13 This verse is also subject to several interpretations. One is that the "anointed" is Joshua, the "wicked leader" is Pharaoh, and "striking the head" refers to the killing of the firstborn. The weaknesses of this view are that 1) Joshua was not anointed, 2) God did not use Joshua to defeat Pharaoh, and 3) this event does not fit as well with the discussion of the end times. Another interpretation has the kingly line of Israel defeating the Chaldeans, but Israel never won a battle against them, it was Persia that gained control of the Babylonian empire. Some translations, including the Septuagint, use the plural "anointed ones" to refer to Israel, but the word anointed is never applied to groups of people, only to individual prophets, kings, and specifically the Messiah.

Thus, the better interpretation is probably that the Messiah is the one who strikes the head of Satan and saves his people (Gen 3:15, Rev 19:15-20:10). Satan's kingdom will be destroyed from the foundation (thigh) to the leadership (neck).

14 When the last battle comes about, Satan will enter it confident that he will easily defeat the helpless Christians and our God. His whole army will arrogantly blitz the remnants near Jerusalem, only to have God turn the battle against them (Rev 16:16-21). Whatever method of destruction they have devised against the faithful, Satan and his army will suffer themselves, possibly because of infighting (Psa 9:15, 2 Chr 20:23-24).
15 God will deal with His enemies at least figuratively the same way as He dealt with Egypt at the Exodus. He will lead His people to salvation, riding His chariot through the sea, but when His enemies try to follow, they will be destroyed. The "heaps" of water are particularly reminiscent of the parting of the Jordan River (Josh 3:14-16). This verse conveys the similar idea as Psa 77:19-20.

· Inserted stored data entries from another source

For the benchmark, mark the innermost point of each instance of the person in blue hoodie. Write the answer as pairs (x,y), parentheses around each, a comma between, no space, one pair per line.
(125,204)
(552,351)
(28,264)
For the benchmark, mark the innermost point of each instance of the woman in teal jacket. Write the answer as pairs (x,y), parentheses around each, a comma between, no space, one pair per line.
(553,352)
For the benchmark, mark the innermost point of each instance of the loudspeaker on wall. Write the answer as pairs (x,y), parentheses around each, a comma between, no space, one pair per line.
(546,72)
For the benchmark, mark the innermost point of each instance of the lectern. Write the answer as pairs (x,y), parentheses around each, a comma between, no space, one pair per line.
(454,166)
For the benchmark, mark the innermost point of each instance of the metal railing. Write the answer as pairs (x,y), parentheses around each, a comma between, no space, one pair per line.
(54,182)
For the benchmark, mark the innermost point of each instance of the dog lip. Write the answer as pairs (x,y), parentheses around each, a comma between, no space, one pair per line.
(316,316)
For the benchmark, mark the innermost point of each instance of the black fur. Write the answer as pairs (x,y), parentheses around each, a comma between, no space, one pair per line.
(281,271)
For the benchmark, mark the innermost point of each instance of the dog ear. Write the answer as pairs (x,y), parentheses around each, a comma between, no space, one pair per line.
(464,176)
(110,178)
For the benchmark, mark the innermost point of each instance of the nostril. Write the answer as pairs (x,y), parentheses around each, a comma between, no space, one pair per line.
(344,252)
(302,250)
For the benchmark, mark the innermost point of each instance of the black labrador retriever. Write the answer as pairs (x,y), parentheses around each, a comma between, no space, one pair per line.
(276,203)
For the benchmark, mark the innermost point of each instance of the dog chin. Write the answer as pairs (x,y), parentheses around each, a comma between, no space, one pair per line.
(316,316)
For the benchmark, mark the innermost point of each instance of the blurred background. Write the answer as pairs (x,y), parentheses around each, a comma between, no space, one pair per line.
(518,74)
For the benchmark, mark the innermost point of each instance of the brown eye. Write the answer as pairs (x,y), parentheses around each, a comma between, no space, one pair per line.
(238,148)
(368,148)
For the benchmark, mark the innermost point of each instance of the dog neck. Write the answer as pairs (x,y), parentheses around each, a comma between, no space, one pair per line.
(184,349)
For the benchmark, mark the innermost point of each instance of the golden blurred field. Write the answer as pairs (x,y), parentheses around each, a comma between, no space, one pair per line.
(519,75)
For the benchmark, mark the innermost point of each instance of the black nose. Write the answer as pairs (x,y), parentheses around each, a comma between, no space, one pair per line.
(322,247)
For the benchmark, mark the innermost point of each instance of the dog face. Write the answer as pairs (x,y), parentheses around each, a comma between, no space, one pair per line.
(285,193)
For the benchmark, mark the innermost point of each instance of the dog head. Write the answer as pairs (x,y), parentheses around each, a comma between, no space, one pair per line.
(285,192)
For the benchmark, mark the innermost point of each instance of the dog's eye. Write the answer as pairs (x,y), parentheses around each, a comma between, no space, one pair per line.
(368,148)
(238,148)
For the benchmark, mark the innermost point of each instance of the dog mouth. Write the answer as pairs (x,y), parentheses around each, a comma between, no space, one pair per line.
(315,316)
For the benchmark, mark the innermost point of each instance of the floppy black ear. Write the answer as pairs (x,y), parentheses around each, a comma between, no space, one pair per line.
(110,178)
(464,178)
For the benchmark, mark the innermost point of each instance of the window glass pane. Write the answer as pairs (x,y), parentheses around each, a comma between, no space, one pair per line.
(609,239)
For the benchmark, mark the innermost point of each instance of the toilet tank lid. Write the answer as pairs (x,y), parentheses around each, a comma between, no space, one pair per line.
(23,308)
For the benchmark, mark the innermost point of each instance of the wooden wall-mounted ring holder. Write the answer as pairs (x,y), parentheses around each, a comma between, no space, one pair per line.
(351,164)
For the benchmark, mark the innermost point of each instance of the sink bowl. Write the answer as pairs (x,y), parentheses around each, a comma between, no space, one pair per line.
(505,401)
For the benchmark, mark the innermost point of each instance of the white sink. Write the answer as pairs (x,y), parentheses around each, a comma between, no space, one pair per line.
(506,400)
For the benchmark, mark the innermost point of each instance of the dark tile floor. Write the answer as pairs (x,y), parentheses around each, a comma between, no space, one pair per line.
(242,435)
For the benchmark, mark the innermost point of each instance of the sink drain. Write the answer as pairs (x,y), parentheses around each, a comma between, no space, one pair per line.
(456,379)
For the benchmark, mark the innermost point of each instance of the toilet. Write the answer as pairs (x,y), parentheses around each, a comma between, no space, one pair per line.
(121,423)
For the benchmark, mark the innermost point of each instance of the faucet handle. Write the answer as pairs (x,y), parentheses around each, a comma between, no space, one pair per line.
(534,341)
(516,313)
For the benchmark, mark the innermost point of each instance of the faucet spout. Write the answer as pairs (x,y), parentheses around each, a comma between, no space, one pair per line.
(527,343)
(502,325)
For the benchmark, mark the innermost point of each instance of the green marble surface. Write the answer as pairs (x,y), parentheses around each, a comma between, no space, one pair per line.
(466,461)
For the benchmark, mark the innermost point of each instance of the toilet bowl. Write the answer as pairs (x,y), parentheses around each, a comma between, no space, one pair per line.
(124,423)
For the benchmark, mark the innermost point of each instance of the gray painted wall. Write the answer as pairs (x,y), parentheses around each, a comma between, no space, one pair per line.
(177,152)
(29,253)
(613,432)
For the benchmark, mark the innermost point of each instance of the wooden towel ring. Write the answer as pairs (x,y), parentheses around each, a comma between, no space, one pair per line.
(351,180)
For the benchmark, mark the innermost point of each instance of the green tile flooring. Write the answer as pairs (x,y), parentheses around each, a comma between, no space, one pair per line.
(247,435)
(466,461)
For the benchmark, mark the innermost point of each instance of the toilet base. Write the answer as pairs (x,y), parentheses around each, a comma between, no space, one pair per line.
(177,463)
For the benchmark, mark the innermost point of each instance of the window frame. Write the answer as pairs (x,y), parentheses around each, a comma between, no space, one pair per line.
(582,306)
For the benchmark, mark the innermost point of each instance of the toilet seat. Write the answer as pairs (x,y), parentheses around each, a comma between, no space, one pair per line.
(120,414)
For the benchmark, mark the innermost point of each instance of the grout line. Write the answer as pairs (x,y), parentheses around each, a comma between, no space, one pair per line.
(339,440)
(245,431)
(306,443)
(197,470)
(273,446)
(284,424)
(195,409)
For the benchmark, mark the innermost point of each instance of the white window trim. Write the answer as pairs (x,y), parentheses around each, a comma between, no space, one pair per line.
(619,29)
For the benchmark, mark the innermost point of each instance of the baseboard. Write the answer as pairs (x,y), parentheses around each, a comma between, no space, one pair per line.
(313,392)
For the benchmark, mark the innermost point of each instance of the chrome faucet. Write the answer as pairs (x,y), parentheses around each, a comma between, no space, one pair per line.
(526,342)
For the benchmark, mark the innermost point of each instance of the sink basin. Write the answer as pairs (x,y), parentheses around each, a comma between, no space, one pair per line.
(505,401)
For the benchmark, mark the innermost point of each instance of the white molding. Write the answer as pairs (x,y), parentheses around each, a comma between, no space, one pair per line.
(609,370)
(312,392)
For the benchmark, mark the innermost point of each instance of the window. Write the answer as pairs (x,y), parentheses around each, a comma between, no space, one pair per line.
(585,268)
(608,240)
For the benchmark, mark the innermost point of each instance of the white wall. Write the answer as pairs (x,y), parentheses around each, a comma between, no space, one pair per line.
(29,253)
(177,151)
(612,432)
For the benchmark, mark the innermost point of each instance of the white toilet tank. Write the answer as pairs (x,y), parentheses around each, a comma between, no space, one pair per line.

As before, the particular wording prevents the figurative use of the waters as meaning people (Keil & Delitzsch).

16 Habakkuk's thoughts turned back to his current time. He knew all things would be made right in the distant future, but the impending invasion and destruction shook him to the core with terror. He trembled from head to toe concerning what he had just seen and heard in the vision. His body felt limp, as if his bones had decayed and could no longer support his frame. He felt like his knees were going to buckle underneath him - he could barely stand. He was helpless to stop these events from happening, and knew he could only wait quietly until the prophecies were fulfilled.
17 Habakkuk's fear of these future events does not mean that he might lose faith in God. Even if other disasters like drought and famine were added to the devastation of war, his confidence in God was steadfast.
18 Habakkuk would still honor God and trust in Him for salvation because He knew God would keep His promises even when His people failed to live up to their parts of the covenants.
19 Habakkuk recognizes that he has no strength at all without God. Our circumstances on earth can change and even be disastrous, but God is unchanging, and those who have faith in Him can walk confidently. Habakkuk anticipates that the people will one day return. Hind's feet refer to swiftness of foot, possibly referring to their eventual escape from their enemies and return to their land. "On the high places" also likely refers to the Jew's return to Israel and the mountains of Judah.

The last phrase is reminiscent of the Psalms, and indicates that this is a song to be played in the Temple on stringed instruments. This was to be a song for all the people to hear, while keeping in mind the prophecy that precedes it.